A sudden change of diet can make us all feel unwell and cats are no different. A cat’s stomach can struggle to get used to a new food, especially if it is included into their diet suddenly without a gradual change period. If you are keen to change the food that your cat is currently on, then ideally do it gradually over a period of seven to ten days, whilst mixing a little of the new food with the original food and increasing accordingly. Eventually the new food will replace the original feed.

Another reason for diarrhea could be worms, which are a parasite that live in the cat’s intestinal tract – sometimes any doubt about a worming protocol then speak to your SQP or veterinary surgeon.

A common cause of an upset stomach in cats is a stomach bug, either because of a virus or bacteria.
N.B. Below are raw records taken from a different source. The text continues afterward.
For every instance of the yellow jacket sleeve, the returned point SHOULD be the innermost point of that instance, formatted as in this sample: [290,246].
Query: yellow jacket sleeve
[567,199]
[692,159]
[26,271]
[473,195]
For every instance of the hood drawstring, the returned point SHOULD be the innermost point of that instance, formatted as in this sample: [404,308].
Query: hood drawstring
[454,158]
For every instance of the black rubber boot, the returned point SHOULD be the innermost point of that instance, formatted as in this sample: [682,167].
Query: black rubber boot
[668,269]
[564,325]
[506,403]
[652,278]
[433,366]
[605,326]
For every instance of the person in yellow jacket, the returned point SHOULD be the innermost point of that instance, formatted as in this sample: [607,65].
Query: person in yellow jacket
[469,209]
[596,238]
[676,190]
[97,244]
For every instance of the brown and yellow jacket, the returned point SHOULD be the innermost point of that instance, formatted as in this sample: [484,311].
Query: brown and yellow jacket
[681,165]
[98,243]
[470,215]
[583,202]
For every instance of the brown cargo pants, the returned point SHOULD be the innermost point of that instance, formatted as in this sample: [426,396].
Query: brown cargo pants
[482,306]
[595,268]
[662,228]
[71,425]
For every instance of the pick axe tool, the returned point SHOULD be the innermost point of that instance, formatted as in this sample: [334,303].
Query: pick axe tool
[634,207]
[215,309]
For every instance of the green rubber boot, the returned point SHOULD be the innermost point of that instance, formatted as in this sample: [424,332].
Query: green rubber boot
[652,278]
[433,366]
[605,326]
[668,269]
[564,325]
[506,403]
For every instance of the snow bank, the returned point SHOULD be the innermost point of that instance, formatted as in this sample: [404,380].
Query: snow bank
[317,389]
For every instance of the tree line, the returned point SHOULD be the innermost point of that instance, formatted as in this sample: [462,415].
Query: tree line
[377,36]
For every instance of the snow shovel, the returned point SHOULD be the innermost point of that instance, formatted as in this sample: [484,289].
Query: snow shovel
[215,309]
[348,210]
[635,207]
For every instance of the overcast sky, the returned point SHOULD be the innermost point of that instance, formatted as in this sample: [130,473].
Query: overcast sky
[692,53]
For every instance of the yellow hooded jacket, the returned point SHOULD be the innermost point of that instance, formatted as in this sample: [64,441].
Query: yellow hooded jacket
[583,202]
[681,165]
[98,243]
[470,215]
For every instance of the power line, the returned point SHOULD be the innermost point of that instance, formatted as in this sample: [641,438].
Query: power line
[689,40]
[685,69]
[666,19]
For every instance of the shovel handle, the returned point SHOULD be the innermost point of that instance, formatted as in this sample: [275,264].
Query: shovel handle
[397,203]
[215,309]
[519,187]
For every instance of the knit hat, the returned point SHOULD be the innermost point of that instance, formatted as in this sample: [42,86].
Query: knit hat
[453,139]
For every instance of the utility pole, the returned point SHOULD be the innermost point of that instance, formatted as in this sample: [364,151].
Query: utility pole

Just like us, there is a wide range of stomach bugs that can cause our cats to have diarrhea. Some stomach bugs can be more serious than others, including Salmonella or Campylobacter. If your cat is showing any other concerning signs then once again seek advice from your veterinary surgeon.

Should your cat have continuous diarrhea, your veterinary surgeon may want to do further investigations; these may include a pooled fecal sample which you will be asked to collect over a three-day period. Three days is ideal as there’s then more of a chance to find the cause of the diarrhea. A blood test may be performed too.

When it comes to diarrhea and your cat is not recovering, then I would recommend speaking to your veterinary surgeon – especially if the diarrhea is showing more symptoms – or if the diarrhea is getting worse. A quick treatment can prevent serious problems.